Critique de spectacleUne femme «Sous influence», de l’écran à la scène
À Vidy, la jeune metteuse en scène Nina Negri signe une pièce puissante, librement inspirée du chef-d’œuvre de John Cassavetes.

«Cette nuit devait être une nuit d’amour.» Les errances de Mabel, héroïne du film «Une femme sous influence» habitaient Nina Negri depuis des années. Troublée par cette figure exubérante mais corsetée dans un monde formaté, la metteuse en scène tente de traduire les injonctions sociales qui irriguent le chef-d’œuvre de John Cassavetes (1974) dans «Sous influence», au Théâtre de Vidy avant la Comédie de Genève. En déployant ces tensions dans un geste théâtral et chorégraphique, la jeune artiste issue de la Manufacture donne à voir une pièce intense.
Voici donc Mabel (Laura Den Hondt). Ce soir, elle attend son mari, Nick (Guillaume Miramond). Alors, elle nous parle, cherche à capter notre attention et nous entraîne dans son monde. «On va faire la fête!» Mais déjà l’allégresse se fissure. Bloqué au travail, Nick ne rentrera que le lendemain matin. «Cette nuit devait être une nuit d’amour»; elle sera la motrice insidieuse d’une chute dans les abîmes de la psyché qui mèneront à l’internement de l’héroïne. Mais Mabel est-elle vraiment instable? N’est-elle pas plutôt, comme l’écrit Nina Negri, «condamnée à flancher tandis que les autres savent demeurer droits»?
Puissance émancipatrice
Inspirée de la trame du film, la pièce s’en affranchit pour ouvrir d’autres pistes. La violence inhérente au cadre fixé par la société jaillit dans les corps en transe d’une danseuse (Mamu Tshi et Solie Warren, en alternance) et d’un danseur (Dakota Simao) de krump. Cet art urbain, né dans les ghettos de la communauté afro-américaine de Los Angeles à la fin des années 1990, déploie une énergie vitale, viscérale. Lentement, l’air du «Lac des cygnes» de Tchaïkovski se délite et se pare de sonorités urbaines composées par Mozarf, musicien krump. La partition, frénétique, convulsive, dégage une puissance émancipatrice. En contrepoint, la présence des trois enfants, qui dansent avec leur mère, instille une candeur, preuve que l’amour a le pouvoir de briser des murs.

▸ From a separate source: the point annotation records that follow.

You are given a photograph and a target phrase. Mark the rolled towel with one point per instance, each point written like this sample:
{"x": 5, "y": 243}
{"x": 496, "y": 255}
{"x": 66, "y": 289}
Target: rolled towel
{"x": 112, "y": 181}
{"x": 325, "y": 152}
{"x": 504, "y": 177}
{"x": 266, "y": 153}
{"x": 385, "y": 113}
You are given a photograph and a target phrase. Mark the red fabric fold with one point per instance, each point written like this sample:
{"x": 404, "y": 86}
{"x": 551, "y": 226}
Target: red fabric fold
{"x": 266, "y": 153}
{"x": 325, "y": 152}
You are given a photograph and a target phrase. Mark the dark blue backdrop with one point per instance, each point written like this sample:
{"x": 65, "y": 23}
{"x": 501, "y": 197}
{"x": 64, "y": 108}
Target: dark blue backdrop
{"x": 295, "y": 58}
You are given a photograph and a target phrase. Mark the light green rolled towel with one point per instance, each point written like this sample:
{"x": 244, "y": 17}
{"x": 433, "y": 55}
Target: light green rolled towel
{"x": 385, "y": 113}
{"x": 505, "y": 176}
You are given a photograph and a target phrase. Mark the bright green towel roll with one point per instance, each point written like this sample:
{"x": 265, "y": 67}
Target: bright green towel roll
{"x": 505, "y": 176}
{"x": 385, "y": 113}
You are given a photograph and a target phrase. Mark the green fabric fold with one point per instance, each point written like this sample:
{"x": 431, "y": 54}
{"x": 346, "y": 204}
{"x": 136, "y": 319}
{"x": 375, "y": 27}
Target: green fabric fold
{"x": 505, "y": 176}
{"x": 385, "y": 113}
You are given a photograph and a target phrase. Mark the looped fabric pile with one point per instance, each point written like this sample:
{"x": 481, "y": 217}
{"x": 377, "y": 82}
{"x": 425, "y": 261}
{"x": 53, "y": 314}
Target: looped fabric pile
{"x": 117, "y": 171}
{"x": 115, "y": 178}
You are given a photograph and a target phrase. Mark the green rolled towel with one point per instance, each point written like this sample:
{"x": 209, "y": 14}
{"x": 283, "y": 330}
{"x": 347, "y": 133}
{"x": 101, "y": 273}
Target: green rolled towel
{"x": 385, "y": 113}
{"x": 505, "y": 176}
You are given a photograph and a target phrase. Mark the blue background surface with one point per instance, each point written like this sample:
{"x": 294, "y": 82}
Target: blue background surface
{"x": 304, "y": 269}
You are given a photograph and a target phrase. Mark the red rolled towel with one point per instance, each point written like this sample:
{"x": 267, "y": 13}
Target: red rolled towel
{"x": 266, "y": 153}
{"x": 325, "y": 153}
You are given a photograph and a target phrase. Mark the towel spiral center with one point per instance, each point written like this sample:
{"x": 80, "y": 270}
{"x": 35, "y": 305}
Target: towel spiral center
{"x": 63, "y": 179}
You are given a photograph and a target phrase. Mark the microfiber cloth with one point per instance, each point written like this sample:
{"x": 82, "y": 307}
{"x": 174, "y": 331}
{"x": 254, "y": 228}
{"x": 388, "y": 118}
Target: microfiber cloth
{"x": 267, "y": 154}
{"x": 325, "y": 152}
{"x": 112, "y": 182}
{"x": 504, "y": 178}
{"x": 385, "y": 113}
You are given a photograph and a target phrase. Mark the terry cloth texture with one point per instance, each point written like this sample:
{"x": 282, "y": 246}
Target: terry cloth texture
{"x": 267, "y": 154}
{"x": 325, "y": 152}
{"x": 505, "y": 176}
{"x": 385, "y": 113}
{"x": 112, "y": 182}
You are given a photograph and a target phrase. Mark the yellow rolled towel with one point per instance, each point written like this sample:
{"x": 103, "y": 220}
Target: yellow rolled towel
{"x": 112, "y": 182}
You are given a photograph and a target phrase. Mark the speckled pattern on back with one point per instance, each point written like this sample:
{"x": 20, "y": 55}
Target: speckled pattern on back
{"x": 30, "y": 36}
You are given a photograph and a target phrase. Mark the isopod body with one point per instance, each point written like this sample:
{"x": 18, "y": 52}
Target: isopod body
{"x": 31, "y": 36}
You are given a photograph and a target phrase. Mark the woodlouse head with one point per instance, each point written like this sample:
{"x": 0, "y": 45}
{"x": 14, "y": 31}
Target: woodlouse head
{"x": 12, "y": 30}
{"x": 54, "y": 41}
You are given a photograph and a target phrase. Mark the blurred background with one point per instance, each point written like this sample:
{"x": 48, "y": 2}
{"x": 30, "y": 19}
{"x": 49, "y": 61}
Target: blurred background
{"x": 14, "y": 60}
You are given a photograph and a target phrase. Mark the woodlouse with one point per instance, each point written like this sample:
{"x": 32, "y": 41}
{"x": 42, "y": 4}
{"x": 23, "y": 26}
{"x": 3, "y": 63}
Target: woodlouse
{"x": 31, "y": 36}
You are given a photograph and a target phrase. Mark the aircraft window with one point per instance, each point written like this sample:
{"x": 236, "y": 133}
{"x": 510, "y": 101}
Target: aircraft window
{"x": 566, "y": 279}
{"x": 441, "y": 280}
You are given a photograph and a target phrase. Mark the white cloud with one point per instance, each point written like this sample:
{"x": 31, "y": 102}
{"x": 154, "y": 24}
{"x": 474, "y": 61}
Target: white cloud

Nina Negri nous invite aussi à aiguiser nos perceptions de la norme en plaçant ses personnages dans une scénographie ingénieuse (signée Neda Loncaveric): les silhouettes se reflètent sur des parois vitrées assemblées à angle droit, que les artistes déplacent sur le plateau habillé de lumières crues. Jusqu’à enfermer Mabel dans une cage de verre. Elle s’en libérera, parée d’un costume de ballerine, entonnant un chant sublime. «Je suis une femme qui sourit. Une sorte de miracle vivant.»
Lausanne, Théâtre de Vidy, jusqu’au13 nov. www.vidy.ch. Genève, Comédie, du 17 au 20 nov. www.comedie.ch.